Abstract:  Defects, whether intentionally created or inadvertently formed, are ubiquitous in all materials, including two-dimensional (2D) materials. Nevertheless, not much is known as to how these defects form, what topologies of defects are more likely to form, and how the defect topology affects the performance of 2D materials in various applications. Our group has been working to combine quantum-mechanical density functional theory (DFT) calculations with classical molecular dynamics (MD) and kinetic Monte Carlo (KMC) simulations to understand the formation of nanopores in 2D materials and their effects on molecular and ion transport on and through these materials.

In this talk, I will discuss the combined use of DFT, KMC, and chemical graph theory to predict nanopore shapes in graphene in excellent agreement with microscopy images.

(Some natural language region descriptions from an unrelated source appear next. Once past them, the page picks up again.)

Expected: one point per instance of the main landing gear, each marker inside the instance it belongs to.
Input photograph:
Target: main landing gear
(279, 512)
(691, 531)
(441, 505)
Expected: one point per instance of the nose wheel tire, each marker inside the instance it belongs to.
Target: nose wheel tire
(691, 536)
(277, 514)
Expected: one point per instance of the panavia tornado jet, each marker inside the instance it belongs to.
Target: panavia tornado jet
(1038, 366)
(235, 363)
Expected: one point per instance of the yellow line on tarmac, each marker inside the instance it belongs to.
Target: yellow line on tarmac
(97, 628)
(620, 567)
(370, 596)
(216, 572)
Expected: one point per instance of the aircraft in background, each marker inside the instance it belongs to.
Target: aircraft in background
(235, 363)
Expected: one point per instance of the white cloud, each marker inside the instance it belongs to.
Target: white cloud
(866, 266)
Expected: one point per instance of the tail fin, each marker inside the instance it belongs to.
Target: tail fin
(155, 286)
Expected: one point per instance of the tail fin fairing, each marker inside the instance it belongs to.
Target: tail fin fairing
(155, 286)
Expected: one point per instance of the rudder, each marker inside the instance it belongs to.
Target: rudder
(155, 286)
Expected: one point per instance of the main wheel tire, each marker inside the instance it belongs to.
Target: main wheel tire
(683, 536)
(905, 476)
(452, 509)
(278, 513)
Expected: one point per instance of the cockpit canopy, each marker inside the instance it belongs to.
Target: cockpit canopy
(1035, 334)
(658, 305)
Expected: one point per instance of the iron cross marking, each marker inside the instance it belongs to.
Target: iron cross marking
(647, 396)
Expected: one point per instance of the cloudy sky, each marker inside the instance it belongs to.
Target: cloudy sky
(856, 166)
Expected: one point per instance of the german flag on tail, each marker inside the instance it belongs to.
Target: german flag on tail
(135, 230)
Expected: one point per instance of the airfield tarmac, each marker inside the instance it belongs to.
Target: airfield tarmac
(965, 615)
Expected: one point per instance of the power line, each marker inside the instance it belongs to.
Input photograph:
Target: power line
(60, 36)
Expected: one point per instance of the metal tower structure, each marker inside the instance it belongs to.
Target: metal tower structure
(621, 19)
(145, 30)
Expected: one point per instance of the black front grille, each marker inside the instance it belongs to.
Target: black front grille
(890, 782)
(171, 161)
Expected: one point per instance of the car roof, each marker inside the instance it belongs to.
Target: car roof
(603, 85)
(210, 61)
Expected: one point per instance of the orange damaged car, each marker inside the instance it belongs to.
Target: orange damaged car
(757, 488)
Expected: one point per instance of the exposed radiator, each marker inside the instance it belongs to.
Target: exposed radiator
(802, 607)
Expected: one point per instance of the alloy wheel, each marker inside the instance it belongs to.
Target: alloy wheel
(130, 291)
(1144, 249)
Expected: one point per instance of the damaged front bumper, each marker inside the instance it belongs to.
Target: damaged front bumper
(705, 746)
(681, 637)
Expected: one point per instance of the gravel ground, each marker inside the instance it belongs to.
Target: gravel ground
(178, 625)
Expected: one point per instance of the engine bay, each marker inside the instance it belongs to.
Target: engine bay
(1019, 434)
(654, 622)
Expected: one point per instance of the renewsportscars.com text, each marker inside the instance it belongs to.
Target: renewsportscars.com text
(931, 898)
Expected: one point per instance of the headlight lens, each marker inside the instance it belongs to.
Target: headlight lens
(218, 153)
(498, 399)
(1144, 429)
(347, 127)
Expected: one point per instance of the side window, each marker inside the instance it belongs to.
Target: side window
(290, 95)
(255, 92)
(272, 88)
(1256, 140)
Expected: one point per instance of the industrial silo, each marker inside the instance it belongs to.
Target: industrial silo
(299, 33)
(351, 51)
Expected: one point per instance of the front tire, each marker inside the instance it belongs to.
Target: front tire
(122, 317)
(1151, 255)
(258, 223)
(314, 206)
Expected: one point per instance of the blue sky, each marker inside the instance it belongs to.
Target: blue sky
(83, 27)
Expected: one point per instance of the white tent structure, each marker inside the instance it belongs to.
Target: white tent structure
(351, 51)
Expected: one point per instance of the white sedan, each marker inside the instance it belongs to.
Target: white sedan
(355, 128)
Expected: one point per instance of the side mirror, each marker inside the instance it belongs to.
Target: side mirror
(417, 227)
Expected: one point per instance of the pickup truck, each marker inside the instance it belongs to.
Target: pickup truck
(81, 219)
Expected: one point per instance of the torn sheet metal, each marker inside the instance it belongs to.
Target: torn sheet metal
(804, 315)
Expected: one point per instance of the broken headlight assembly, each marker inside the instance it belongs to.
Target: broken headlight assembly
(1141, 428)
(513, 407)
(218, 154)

I will introduce the use of gradient-boosted machine learning strategies, coupled with structural features of nanopores, to predict the probabilities and formation times of arbitrary nanopore shapes in graphene. I will also explain how defects influence water slippage on the surfaces of 2D materials, showing via MD simulations, that the water slip length increases threefold on hexagonal boron nitride (hBN) in the presence of certain vacancy defects. Moreover, I will show that the presence of surface roughness in hBN, but not that of vacancy defects, can explain the experimentally observed water contact angle and slip length on hBN. Finally, I will discuss the adverse impacts of grain boundaries and surface charge on the salt rejection capability and water permeation rate of nanoporous hBN membranes. Overall, the multi-scale simulations presented in this talk will help understand and advance the controlled synthesis of nanoporous 2D materials and their applications in nanofluidics and membrane separations.

Bio: Ananth Govind Rajan is currently an Assistant Professor in the Department of Chemical Engineering at the Indian Institute of Science (IISc), Bengaluru. He obtained his B.Tech. degree from the Indian Institute of Technology (IIT) Delhi and his M.S. and Ph.D. degrees from the Massachusetts Institute of Technology (MIT).